Thought the announcement of attracting over five years $100bn of investment into the South African economy during 2018 was eye-catching, the marquee number will be difficult to achieve. As is so often the case, examination of the detail throws up problems that will make the task harder for Ramaphosa than was originally hoped. Critics cite a serious problem in regard to the investments from state-owned-enterprises (SOEs). Such is the extent of alleged corruption within state owned firms – which the president asserts he is attempting to curb – that such large commitments to funding an economic transformation hardly serves as the inducement private investors require before becoming involved. Avoiding state run companies would have helped the president assure potential foreign investors that the allegations that haunted the presidency of Jacob Zuma are firmly in the past.
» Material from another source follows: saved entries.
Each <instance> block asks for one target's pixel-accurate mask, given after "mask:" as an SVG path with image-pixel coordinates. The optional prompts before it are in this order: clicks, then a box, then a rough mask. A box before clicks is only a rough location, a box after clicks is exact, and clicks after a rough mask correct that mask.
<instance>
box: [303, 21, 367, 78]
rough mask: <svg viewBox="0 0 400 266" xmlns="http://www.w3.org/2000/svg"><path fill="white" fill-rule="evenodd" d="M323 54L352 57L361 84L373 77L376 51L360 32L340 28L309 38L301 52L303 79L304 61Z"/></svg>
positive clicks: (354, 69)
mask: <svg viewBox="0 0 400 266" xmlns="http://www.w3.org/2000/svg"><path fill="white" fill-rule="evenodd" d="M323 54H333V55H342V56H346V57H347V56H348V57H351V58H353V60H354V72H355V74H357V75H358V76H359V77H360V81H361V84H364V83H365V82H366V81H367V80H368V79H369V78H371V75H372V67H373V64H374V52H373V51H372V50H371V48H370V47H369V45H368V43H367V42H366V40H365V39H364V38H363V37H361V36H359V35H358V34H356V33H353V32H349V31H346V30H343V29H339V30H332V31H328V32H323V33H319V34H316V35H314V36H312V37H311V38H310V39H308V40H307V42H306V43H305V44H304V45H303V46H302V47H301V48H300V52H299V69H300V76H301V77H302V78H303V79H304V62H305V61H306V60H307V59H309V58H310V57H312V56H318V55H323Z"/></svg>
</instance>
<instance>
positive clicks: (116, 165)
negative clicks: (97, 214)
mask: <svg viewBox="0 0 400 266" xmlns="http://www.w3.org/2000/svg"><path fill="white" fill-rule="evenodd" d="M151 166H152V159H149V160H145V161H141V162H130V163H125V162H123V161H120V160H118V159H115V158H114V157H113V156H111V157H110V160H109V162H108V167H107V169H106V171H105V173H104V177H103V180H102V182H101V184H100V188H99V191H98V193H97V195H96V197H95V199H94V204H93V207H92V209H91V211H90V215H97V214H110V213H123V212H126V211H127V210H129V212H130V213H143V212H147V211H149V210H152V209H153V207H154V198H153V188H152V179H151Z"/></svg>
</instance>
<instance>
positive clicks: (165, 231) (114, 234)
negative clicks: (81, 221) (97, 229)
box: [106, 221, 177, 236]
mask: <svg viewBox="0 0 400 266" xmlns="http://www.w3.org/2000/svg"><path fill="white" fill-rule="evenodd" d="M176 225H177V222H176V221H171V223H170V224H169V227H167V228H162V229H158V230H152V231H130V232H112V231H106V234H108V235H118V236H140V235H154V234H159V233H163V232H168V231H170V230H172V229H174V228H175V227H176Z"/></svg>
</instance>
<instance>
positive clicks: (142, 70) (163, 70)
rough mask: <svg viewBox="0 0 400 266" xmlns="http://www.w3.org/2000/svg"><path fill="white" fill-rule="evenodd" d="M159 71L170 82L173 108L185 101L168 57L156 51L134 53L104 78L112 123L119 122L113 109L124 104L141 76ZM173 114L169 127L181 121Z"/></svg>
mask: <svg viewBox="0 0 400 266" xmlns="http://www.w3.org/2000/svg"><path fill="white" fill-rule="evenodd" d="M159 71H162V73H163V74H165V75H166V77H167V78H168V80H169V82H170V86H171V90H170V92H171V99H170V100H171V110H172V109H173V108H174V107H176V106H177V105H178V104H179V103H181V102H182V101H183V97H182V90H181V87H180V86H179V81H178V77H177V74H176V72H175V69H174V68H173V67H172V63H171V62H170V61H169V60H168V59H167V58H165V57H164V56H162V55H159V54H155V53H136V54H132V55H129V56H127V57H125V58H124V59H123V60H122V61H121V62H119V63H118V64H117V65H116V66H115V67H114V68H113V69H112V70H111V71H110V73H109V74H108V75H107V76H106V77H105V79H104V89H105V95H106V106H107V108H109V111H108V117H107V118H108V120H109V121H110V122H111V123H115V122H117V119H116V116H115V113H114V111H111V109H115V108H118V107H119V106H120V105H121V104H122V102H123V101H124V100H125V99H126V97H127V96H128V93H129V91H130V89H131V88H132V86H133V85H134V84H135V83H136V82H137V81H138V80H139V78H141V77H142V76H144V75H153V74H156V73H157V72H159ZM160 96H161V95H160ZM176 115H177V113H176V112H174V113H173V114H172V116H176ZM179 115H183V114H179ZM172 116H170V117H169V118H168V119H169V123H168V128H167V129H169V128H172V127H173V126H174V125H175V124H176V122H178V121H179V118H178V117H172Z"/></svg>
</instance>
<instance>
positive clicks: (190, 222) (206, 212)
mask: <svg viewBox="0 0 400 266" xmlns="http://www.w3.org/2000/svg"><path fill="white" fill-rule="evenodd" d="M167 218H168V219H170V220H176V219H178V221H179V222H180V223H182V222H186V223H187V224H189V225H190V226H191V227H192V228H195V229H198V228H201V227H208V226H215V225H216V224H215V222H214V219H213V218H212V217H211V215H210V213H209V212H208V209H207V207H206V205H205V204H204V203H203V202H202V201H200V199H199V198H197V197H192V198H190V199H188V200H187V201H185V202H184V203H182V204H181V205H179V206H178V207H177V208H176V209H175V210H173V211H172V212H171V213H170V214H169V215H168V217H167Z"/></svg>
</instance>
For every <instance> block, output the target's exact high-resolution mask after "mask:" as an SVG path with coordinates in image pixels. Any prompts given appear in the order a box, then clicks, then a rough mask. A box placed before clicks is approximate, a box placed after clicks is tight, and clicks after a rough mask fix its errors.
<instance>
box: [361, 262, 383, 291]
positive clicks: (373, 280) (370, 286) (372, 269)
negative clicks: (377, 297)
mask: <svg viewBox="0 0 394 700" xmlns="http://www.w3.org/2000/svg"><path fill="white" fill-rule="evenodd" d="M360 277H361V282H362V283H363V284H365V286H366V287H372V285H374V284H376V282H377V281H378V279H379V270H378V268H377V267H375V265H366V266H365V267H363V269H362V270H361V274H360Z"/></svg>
Despite issues with where some of the funds are coming from, and the slow speed of action on the ground emanating from the money so far, some progress has been made. So far businesses have applauded efforts to deregulate commerce – changing visa rules to make it easier to hire the right skills and expertise being one of them; lowering entry barriers for new businesses is another. A problem for Ramaphosa is implementing the scale of change needed to the make the $100bn work as intended (assuming that target is reached) entails overcoming interests which have dogged the economy for a long time. Much of the South African economy is heavily consolidated; forcing through change to incite better competition and create serious challengers to dominant players will be far from easy. The President is highly regarded for his skills as a negotiator, honed during the negotiations to end Apartheid in the 1990s. Yet a greater sense of decisiveness would create barriers to be overcome but would also embolden supporters to get political business completed.